A Roadrunner Born from a Lunch Napkin
At the October, 2011 NYC Open Compute Summit we ran into Walt Cataldo and Bob Ogrey of AMD. Over the years I had heard Bob's name as being a key contributor to numerous hyperscale motherboard designs for a number of significant Web 2.0 firms and felt very fortunate to meet him.
Walt and Bob invited me and a lead architect from Fidelity Investments to lunch to talk about Open Compute. Our conversation concentrated on our huge interest in OCP and working through some of the aforementioned hurdles and limitations.
Nothing negative, just working through how to get things to fit into traditional data centers and enabling multi-vendor access to OCP server technologies. By the end of the lunch meeting, Bob had created an open motherboard design outline literally on a turkey sandwich napkin and committed to formalizing it into a design specifications document. That's when the Roadrunner project was born.
At the end of 2011 we received the initial Roadrunner design document and in early 2012 we received an impressive update that evolved and expanded to include CAD diagrams. At a high level, the key design points for Roadrunner include:
- Create and enable an open source x86 motherboard project
- Be a universal motherboard, in terms of size, being able to fit in both a legacy 19" data center rack and an OCP data center rack
- Closely manage ODMs and only allow component selections that maximize reliability and power efficiency; do not allow a $0.50 savings to undermine quality, efficiency and reliability.
- Approach, enable and collaborate with as many ODMs and integrators as possible
- Maximize optionality and flexibility of add-on silicon choices such as 10GbE chipset selection via "mountable modules", not PCIe ... "mini-card / daughter-card silicon add on"
- Open Standard Baseboard Management Controller (BMC) in sync with Grant Richard's Open Compute Open Hardware Management initiative
- Fit across a wide variety of non-proprietary 1U, 1.5U, 2U, 3U and 4U mechanical stamped sheet metal enclosures supporting both 2.5" and 3.5" disc drives
- Minimize semiconductor and on-board silicon to reduce both purchasing and operating costs
- Be a universal motherboard, in terms of functionality, supporting 70-80% of target enterprise infrastructure use cases, including:
- HPC grid computing
- Cloud server IaaS & PaaS nodes
- Web application utility infrastructure server for Linux distributions
- Developer tools utility infrastructure servers
- Web application server developer platforms
- Multi-hypervisor next generation VDI
- Open source SQL servers
- Big Data scale-out servers
- No SQL server nodes
- Cloud scale-out distributed object store nodes
- Data caching
- Content management
- Content search
- Application servers for numerous proprietary software stacks, market data infrastructure, and so forth.

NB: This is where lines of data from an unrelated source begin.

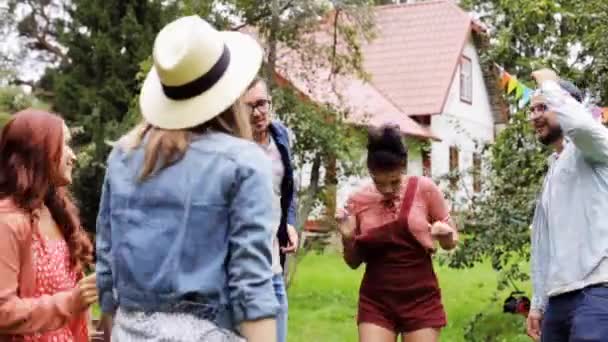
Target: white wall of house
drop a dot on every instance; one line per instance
(463, 124)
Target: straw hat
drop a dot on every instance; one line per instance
(198, 73)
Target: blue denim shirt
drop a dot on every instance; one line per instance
(197, 235)
(570, 230)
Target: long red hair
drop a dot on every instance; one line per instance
(31, 147)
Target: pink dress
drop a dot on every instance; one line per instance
(55, 274)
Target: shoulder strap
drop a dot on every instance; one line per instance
(408, 197)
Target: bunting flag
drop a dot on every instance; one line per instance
(523, 93)
(504, 79)
(513, 82)
(519, 91)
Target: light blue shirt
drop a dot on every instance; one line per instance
(570, 226)
(197, 233)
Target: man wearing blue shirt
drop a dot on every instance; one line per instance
(569, 230)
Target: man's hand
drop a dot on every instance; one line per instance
(544, 75)
(347, 223)
(535, 318)
(294, 242)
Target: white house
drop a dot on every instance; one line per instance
(426, 76)
(425, 61)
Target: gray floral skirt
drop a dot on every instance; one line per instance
(135, 326)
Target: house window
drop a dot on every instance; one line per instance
(424, 120)
(477, 172)
(454, 169)
(466, 80)
(426, 162)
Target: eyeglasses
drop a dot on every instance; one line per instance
(262, 105)
(537, 109)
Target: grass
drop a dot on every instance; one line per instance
(323, 303)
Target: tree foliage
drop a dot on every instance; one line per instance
(526, 35)
(105, 41)
(98, 52)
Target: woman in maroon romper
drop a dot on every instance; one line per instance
(391, 226)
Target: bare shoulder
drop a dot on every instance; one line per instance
(14, 223)
(363, 195)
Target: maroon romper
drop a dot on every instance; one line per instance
(399, 290)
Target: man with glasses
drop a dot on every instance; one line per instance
(570, 230)
(273, 137)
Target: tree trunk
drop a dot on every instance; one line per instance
(271, 62)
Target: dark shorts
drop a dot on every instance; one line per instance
(578, 316)
(402, 315)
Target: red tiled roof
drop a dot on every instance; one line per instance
(361, 102)
(414, 57)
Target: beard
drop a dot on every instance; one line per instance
(554, 135)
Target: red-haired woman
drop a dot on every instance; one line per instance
(43, 248)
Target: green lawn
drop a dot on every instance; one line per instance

In April, 2012, version 1.0 of the Roadrunner document was distributed by AMD to a group of interested firms for their review. All were invited to a series of conference calls designed to solicit their feedback.
Twelve firms were invited and only one formally declined. Eight firms provided detailed feedback on the document. In a nutshell, it was all positive and constructive feedback, no show stoppers were identified!
Which brings us to today, soon after the third Open Compute Summit.
Whew ... so that's the very long short story on the Roadrunner project's history!
Peter Krey is a consultant for Fidelity.